Oh, what a surprise! Our “good practice” model performed worse on the validation set. Shocking, right? Here, we can observe that the validation accuracy of Model 2 is lower compared to the validation accuracy of Model 1. Let’s now evaluate the performance of both Model 1 and Model 2 with unseen data.

Case 1

# Use Model 1 to predict unseen data
pred1 = model1.predict(x_test)

# Print the test accuracy score
print("Accuracy:", accuracy_score(y_test, pred1))
test_accuracy_dict['model 1'] = accuracy_score(y_test, pred1)
Accuracy: 0.768387952635975

Case 2

# Use Model 2 to predict unseen data
pred2 = model2.predict(x_test)

# Print the test accuracy score
print("Accuracy:", accuracy_score(y_test, pred2))
test_accuracy_dict['model 2'] = accuracy_score(y_test, pred2)
Accuracy: 0.768387952635975

Validation vs Test Accuracy for Model 1 and Model 2.

The test accuracy for both of our models appears to be the same. However, it’s crucial to note the difference in accuracy for Model 1 between the validation set and the test set. There is no difference in Model 2, which adhered to the good practice of transforming the training set only.
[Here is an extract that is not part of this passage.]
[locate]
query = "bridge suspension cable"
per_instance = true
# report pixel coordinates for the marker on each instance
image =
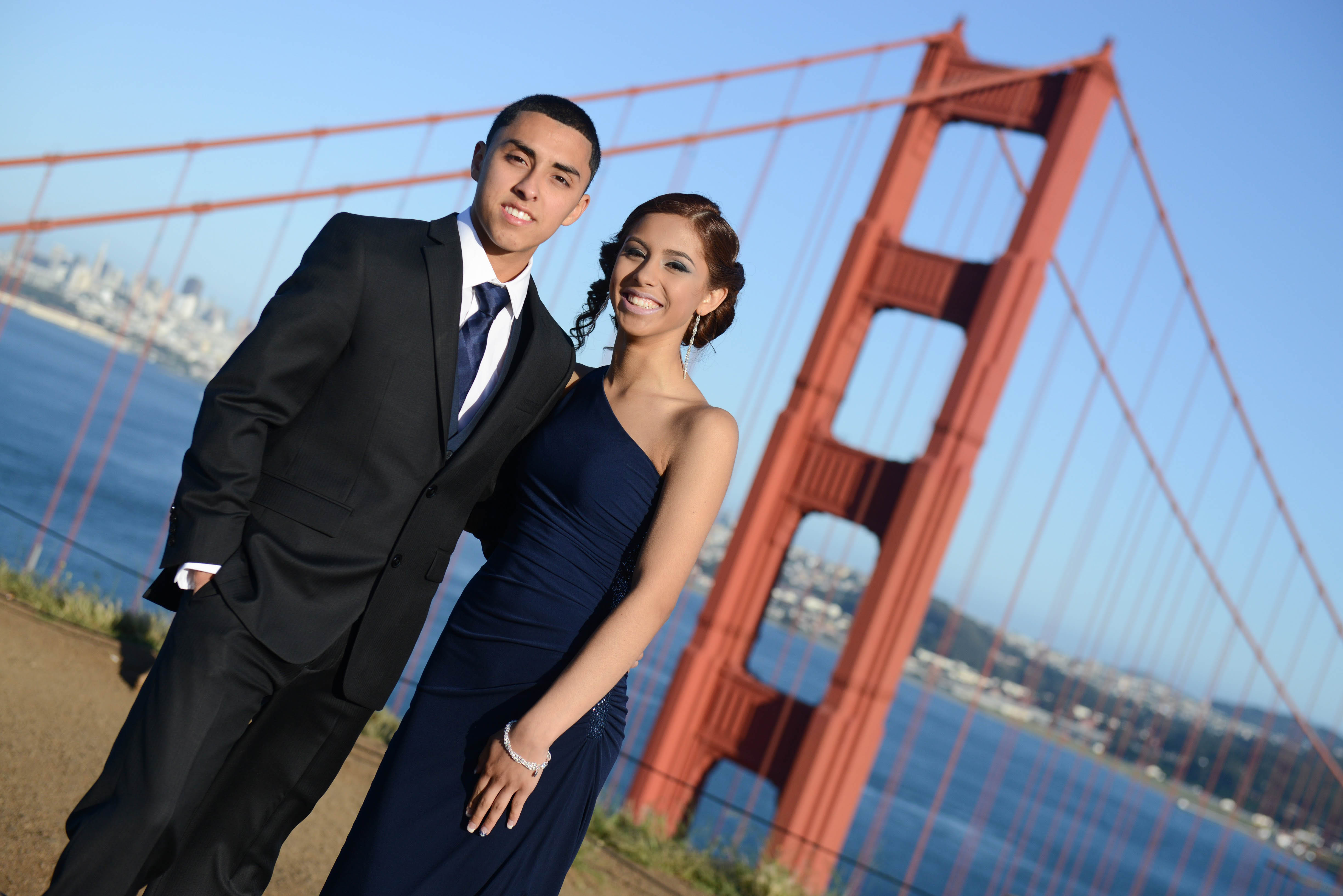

This discrepancy highlights the impact of data leakage. When data leakage occurs, the accuracy obtained during the model’s development phase tends to be overly optimistic, resulting in a high score during evaluation. However, when the model is used to predict unseen data, its performance is notably worse, similar to the scenario in Case 1.

During model development, the score obtained should ideally reflect what can be expected when predicting unseen data. Experiencing a drop in accuracy during deployment, as seen in Case 1, is problematic, particularly when the model is intended for business purposes. This underscores the importance of correct data handling and following good practices, as demonstrated by Model 2, to ensure the model’s reliability in real-world applications.

We can enhance the practice of Model 2 by implementing a Pipeline, a topic I will explore into later. For now, I aim to illustrate the occurrence of data leakage, a rookie mistake I made during my early days in machine learning.